I have been reading the book Chris Beat Cancer by Chris Wark. I also bought his cookbook Beat Cancer Kitchen and signed up for his SquareONE Healing Cancer Coaching Program. I am leaning in folks. He recommends a raw food diet for a while consisting of fruits, vegetables, nuts, seeds, light oils, apple cider vinegar, herbs, spices, sauerkraut and kimchi basically. In the form of juicing, smoothies, big salads, and he also has soups and roasted vegetables if raw is hard to do 100%. It’s actually really yummy in my opinion. As delicious as it is, it is also a bit of work and planning that I have not gotten into the habit of yet and that takes a bit of energy. I know at some point it will become ingrained into my life and habits will form to support it but again that takes time and patience.
My goal right now is to commit to a year of eating for my life in this way. My daughter and I just watched Julie and Julia this week, where this woman takes a year to cook out of Julia Child’s cookbook and she blogs about it every day for a year, good or bad. I was thinking that may be a good way to keep me accountable to this path and share what I learn. So I am going to try to post something every day, good or bad about my journey to health, what I am learning, and maybe what I am eating that day. Instead of it being a chore or a burden it’s a project and an opportunity to share.
Another piece of exciting (and overwhelming) news is that I am working on heading to the Hope4Cancer treatment center in Cancun Mexico, mid-May to early June. That is very soon. Big deep breath. They have shared so much information and my personal treatment plan that I will expound upon at a later time. I have read their book and done research online into the clinic, their treatment options, and research associated with those treatments.
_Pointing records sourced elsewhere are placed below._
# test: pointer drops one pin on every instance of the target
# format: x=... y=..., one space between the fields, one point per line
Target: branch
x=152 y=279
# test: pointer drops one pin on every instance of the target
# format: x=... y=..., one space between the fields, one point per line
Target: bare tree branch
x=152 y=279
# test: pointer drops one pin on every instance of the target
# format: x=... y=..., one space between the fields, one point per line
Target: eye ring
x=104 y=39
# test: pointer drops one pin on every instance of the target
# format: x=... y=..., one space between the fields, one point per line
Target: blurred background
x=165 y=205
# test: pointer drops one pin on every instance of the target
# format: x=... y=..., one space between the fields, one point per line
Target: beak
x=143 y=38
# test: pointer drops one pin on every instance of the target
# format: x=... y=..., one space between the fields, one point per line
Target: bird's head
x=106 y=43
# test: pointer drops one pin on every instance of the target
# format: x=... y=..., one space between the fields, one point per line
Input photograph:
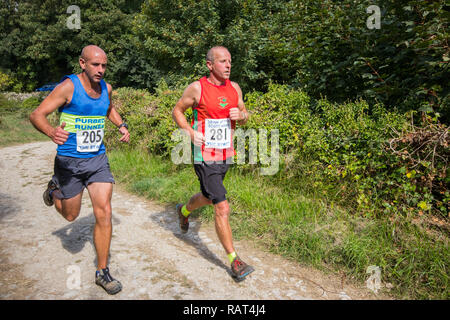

I will go into this just as discerning as I have been while navigating the Western medical system here. Eyes wide open and asking a lot of questions.
This treatment is out of pocket and it’s not cheap. I have gotten to a point in my research, that if I didn’t try what they have to offer and cancer returned I would always wonder, what if…? Although the initial treatment is three weeks, the whole program is for a year of support, recommended supplements, take home treatments and two 2-day follow ups at the treatment center for check ups. If you would like to help me on this journey of donations are welcome. Here is a link to the GoFundMe that was set up, or if you would like to donate in another way you can email me at firstname.lastname@example.org.
One last note, in the beginning of the Chris Beat Cancer book he tells his story and educates a bit about cancer statistics, traditional treatments and language in the western medical health care system. When reading the statistics in particular, it touched a nerve for me. I know I am going to live a very long healthy life ahead of me, but in those pages my personal prognosis is pretty grim. I intellectually know that those statistics are based on folks following conventional paths, not changing diet or lifestyle and hence the statistics lose meaning to some extent. Even in my rattled state I do not doubt my chosen path and that feels good as I wait for the fear to pass. This is not the first time or the first issue that I have chosen to swim upstream. I know as I learn, I will get rattled less often. Doubt and fear are not welcome on this journey. I am choosing faith, positivity, and living my life to the fucking fullest. Oh, and a whole bunch of laughter once it doesn’t hurt to laugh anymore.